Accordo di associazione con l’Unione Europea, ad Andorra dubbi, resistenze e richiesta di referendum … di Marco Severini, direttore GiornaleSM

Negli ultimi mesi, Andorra si è trovata al centro di un acceso dibattito politico e sociale sull’accordo di associazione con l’Unione Europea, firmato a livello tecnico nel dicembre 2023 e attualmente in attesa di ratifica.

Se da un lato il governo, minoritario in termini di consensi nel paese, continua a sostenere che l’intesa rappresenta un passo storico verso una maggiore integrazione con il mercato unico, dall’altro cresce il fronte contrario, composto da forze politiche di opposizione, esperti economici e una fetta consistente dell’opinione pubblica.
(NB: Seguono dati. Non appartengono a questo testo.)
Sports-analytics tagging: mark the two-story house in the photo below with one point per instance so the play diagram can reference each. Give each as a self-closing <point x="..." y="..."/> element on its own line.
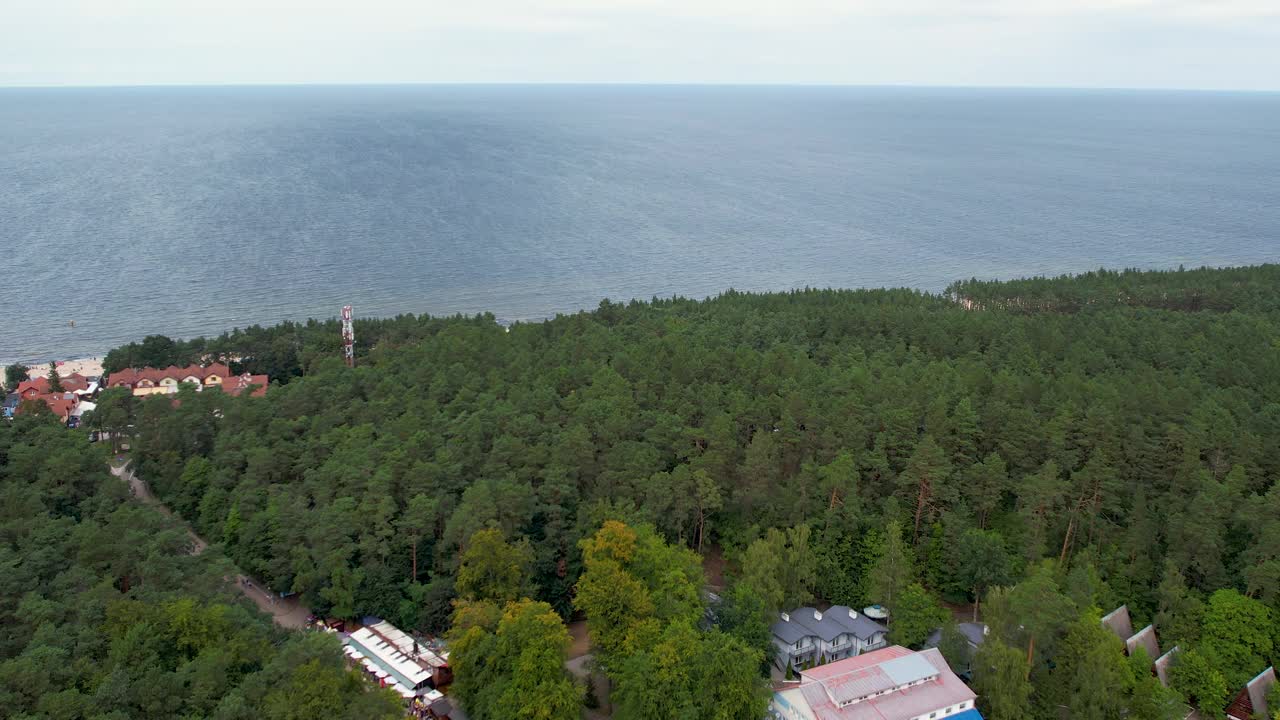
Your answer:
<point x="807" y="636"/>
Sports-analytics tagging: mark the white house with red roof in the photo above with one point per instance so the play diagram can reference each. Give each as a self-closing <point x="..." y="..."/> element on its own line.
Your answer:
<point x="886" y="684"/>
<point x="152" y="381"/>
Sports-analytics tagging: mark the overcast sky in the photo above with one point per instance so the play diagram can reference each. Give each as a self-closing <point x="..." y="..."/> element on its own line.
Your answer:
<point x="1180" y="44"/>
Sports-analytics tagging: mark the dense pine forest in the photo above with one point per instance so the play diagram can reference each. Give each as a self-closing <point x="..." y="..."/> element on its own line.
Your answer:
<point x="106" y="615"/>
<point x="1033" y="452"/>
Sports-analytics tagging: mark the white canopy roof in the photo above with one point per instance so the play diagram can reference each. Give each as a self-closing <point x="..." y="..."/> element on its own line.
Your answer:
<point x="396" y="662"/>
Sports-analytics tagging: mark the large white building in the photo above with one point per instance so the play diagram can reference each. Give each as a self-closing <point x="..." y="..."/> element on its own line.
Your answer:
<point x="886" y="684"/>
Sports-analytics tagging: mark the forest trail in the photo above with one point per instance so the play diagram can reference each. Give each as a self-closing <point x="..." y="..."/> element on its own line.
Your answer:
<point x="287" y="611"/>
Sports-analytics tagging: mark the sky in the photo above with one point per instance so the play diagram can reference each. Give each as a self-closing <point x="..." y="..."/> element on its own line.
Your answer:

I partiti Andorra Endavant e Concòrdia hanno espresso con forza le loro riserve sul contenuto e sulle modalità con cui si è giunti all’accordo. Le critiche si concentrano in particolare su tre aspetti. La natura giuridica del trattato: secondo i rappresentanti dell’opposizione, il governo non ha chiarito se l’accordo implichi una cessione di sovranità tale da richiedere un referendum vincolante. L’assenza di trasparenza nel processo negoziale: non sono stati coinvolti né i cittadini né i rappresentanti del Parlamento in maniera significativa fino alla firma tecnica dell’accordo. Le conseguenze economiche: Concòrdia ha commissionato uno studio all’economista Miquel Puig, il quale ha paventato uno scenario allarmante: con l’apertura del mercato e la piena applicazione delle regole UE, molte piccole e medie imprese andorrane potrebbero essere soppiantate da grandi gruppi europei, con un impatto devastante sull’economia locale. Puig ha inoltre stimato una crescita demografica del 35% in 12 anni, che il Paese non sarebbe pronto a sostenere né in termini di infrastrutture né di servizi pubblici.

L’economista Manuel Puig

Un’opinione pubblica divisa (e mal informata) ed il 50% degli andorrani è contraria all’accordo. Un recente sondaggio condotto da Andorra Recerca i Innovació ha rilevato che solo il 24% dei cittadini è favorevole all’accordo, mentre il 50% si è dichiarato contrario e il restante 26% indeciso. Ma il dato più allarmante è un altro: il 67% degli intervistati ha affermato di non sentirsi sufficientemente informato sugli effetti concreti dell’associazione con l’UE.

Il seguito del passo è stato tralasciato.